Brownback declined to characterize how big of a deal the flaw is.
But he told business leaders that he’s confident lower taxes and smaller government will produce economic growth. And Laffer said that the argument is simple: people and businesses seek out lower tax rates, and higher rates discourage people from employment.
“If you tax people who work and you pay people who don’t work, do I need to say the next sentence to you?” he asked.
Details of the plan
Laffer is one of the nation’s most well-known economists, primarily because he created and promoted supply-side economics for President Reagan. He has spent decades advocating tax cuts as a way to create private sector prosperity. Government revenue lost to the tax cuts will be replaced with increased revenue generated by private sector growth, he said.
Brownback gave Laffer a $75,000 contract to consult with the state on tax reform efforts earlier this year, and Laffer tried to rally support for a massive tax-cutting plan at legislative hearings during the legislative session. The plan called for reduction of individual income taxes, the phasing out of income taxes on businesses and the elimination of more than a dozen tax credits and deductions, including several popular ones such as the home mortgage deduction and the earned income tax credit that benefits the working poor.
That plan failed to generate support in the House and Senate. But it was advanced to the Senate where it was drastically altered, driving up the cost of the plan. Then when the House heard the Senate wouldn’t consider a separate negotiated plan, it advanced the bill to Brownback, who signed it.
Starting in January, the plan will reduce individual income tax rates and eliminate income taxes for owners of about 191,000 businesses. The new law collapses state income taxes to two brackets and cuts individual rates to 3 percent for married people who file jointly with income of less than $30,000. Income beyond that will be taxed at 4.9 percent.
Conservatives, including Brownback, project it will drive private sector growth and create thousands of new jobs. Other Republicans and Democrats believe it will force the state to drastically cut important core services, including education and aid for the poor and disabled.

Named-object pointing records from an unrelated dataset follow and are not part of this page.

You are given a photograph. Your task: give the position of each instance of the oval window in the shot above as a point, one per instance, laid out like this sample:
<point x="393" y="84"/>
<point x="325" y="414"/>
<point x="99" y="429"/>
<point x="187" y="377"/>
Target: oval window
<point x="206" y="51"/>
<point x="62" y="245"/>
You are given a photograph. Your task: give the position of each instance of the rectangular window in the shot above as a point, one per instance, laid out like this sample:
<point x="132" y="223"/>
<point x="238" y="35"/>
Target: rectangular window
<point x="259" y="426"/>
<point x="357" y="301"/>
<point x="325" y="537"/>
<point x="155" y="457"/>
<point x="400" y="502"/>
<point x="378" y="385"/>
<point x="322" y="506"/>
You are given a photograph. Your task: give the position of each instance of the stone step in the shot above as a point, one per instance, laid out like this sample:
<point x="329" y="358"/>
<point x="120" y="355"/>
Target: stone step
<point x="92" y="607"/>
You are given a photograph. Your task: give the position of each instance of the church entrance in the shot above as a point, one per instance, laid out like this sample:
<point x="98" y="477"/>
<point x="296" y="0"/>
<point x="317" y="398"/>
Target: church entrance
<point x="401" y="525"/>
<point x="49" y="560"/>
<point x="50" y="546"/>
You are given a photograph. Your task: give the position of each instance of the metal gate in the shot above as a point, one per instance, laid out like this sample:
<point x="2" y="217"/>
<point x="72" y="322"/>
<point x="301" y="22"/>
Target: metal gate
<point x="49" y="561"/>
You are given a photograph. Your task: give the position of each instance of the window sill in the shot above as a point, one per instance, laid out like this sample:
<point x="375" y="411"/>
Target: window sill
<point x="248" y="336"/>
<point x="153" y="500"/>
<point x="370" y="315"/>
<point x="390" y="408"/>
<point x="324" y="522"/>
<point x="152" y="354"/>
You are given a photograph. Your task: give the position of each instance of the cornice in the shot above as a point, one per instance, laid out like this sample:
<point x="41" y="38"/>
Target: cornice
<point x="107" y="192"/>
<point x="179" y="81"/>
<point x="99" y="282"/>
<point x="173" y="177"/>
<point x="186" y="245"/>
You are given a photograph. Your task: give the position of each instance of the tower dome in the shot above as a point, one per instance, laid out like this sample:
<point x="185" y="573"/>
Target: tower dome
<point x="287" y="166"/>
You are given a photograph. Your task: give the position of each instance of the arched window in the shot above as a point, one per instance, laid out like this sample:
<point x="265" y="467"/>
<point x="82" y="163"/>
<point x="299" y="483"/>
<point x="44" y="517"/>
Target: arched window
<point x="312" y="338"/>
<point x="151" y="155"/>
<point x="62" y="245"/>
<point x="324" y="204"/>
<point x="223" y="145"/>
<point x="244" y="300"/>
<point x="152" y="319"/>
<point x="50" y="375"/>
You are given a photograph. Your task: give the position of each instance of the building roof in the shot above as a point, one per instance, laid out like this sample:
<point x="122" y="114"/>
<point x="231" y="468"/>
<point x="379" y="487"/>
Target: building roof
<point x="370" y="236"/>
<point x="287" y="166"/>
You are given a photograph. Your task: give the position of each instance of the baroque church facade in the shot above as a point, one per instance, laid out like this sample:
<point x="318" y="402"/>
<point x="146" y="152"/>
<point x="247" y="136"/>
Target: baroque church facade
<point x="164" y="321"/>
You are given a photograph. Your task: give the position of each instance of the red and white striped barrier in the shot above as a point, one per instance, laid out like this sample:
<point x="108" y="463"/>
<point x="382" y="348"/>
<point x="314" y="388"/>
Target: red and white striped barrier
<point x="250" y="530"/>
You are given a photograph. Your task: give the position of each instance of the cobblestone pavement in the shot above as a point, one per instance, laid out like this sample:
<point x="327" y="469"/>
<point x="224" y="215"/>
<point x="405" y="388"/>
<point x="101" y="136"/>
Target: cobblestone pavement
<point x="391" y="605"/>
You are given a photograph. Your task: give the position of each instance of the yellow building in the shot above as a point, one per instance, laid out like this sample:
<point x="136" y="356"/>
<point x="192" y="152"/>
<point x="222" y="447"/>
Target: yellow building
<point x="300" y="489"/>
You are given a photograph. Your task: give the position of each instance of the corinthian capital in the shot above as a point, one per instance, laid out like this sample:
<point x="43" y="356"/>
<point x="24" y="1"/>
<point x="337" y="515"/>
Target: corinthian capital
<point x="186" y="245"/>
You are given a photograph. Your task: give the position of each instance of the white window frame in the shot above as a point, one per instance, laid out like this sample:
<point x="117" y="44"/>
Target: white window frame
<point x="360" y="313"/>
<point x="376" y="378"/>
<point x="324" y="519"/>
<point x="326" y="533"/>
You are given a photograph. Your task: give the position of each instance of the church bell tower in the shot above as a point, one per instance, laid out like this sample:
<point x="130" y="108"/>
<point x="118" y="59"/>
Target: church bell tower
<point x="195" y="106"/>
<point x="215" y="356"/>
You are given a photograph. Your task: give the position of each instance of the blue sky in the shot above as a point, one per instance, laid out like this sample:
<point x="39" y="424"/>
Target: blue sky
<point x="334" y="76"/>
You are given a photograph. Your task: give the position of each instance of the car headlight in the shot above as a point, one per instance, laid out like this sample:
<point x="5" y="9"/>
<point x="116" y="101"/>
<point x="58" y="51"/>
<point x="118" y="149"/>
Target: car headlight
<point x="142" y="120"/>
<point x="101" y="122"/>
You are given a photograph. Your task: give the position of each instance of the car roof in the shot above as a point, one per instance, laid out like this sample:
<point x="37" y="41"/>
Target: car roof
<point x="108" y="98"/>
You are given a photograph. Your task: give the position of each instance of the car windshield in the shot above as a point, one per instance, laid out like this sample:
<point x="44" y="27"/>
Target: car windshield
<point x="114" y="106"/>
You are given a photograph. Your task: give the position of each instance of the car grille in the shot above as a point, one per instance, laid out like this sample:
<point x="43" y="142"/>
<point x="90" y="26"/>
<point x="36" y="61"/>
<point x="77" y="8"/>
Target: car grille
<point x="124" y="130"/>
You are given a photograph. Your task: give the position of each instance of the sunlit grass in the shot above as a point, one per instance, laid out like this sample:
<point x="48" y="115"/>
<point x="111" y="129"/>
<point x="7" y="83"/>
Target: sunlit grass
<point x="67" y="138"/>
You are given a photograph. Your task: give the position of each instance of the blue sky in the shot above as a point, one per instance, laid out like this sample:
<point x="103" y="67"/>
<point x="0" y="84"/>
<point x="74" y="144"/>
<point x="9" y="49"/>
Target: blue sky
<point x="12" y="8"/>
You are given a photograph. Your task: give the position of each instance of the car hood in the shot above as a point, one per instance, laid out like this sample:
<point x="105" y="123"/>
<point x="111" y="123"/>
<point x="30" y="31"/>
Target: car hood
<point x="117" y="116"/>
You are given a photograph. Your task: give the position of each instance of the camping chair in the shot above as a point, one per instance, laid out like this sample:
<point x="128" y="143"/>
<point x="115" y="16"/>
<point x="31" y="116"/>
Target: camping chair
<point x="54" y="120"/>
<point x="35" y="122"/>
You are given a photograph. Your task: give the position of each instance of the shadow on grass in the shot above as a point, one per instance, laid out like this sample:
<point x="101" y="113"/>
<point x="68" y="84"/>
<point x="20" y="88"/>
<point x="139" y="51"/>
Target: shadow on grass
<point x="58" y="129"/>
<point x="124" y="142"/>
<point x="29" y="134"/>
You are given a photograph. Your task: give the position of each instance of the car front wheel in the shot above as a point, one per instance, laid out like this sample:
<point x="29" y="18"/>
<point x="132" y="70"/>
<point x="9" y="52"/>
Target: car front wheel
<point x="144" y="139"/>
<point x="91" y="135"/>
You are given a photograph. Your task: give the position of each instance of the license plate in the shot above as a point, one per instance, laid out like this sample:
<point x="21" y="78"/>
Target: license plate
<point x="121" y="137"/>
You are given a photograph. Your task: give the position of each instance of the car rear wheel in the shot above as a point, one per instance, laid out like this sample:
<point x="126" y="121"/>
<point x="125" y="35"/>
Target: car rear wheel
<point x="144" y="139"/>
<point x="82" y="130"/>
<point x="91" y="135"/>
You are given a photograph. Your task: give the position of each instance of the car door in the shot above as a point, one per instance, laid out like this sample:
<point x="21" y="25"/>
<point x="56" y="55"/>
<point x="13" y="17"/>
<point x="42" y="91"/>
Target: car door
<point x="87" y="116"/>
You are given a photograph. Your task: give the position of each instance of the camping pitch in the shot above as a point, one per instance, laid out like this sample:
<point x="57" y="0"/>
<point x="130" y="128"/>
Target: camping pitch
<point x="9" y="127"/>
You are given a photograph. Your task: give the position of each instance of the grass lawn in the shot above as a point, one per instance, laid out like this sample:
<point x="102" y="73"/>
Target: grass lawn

Legislative researchers project it will create a cumulative shortfall of more than $2.5 billion over five years.
A study by the Institute on Taxation and Economic Policy that Laffer disputes calls Laffer’s studies showing that low-tax states outperform others “misleading.”
Their study says residents in “high rate” income tax states have as good or better economic growth per capita over the past decade than those in no-income-tax states.
“There is no reason for states to expect that reducing or repealing their income taxes will improve the performance of their economies,” the study concludes.